The 2015 deaths of Formula One driver Jules Bianchi and IndyCar driver Justin Wilson from head injuries has renewed efforts to protect drivers with canopies over open cockpits. The challenge is to find a design that wouldn't trap the driver inside if the car flips upside down. McLaren proposes an active tinting system that lets the driver darken the glass at sunny summer races and lighten it when clouds gather.
"I was one of many drivers who said, 'This is open-cockpit racing, it should stay as open-cockpit racing,' but I think we've had enough now" noted McLaren driver Jensen Button. "We've got to get a canopy on the car of some sort, because we can't have these kinds of accidents happening as much as they have over the last few years. It is not the 1970s anymore.

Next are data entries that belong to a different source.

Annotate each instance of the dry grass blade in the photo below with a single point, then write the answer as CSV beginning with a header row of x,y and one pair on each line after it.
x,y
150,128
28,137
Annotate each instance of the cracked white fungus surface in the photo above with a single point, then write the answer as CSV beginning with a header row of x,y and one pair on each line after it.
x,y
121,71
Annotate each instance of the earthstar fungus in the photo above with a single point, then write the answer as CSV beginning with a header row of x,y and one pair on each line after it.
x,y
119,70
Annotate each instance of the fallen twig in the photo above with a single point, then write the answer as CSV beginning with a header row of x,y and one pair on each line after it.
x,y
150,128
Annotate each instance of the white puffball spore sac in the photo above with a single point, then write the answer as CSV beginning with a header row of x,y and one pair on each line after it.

We should know better."
An area that seems likely because of its commercial potential is the possibility of active sign boards on the cars that would show personalized advertisements on the car, much as web browser cookies present targeted ads on your web browser.

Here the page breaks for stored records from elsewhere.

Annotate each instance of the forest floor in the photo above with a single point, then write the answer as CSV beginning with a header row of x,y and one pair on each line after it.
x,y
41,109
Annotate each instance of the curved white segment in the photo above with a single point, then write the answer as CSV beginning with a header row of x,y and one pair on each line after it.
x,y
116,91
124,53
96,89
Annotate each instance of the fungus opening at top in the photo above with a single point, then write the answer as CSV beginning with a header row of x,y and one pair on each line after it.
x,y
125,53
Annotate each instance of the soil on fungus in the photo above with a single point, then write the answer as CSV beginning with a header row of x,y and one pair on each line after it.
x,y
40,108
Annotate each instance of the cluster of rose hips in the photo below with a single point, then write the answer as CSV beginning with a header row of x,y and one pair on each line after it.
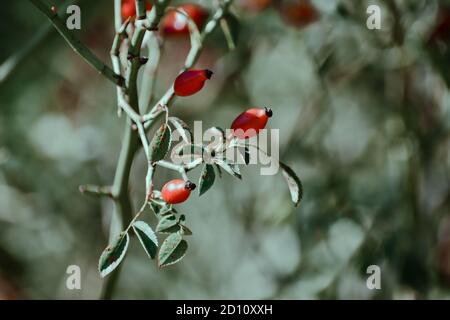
x,y
246,125
173,23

This is particularly logical considering that Formula One is a global sport, but many sponsoring brands are regional, leaving viewers watching brands they can't even buy. "Since when have the consumer demands of the fan in Lithuania and the fan in Lubbock, Texas, been similar?" asked Rob Bloom, group head of digital and social media for McLaren's marketing group.
Guess we'll have to wait until the future to find out.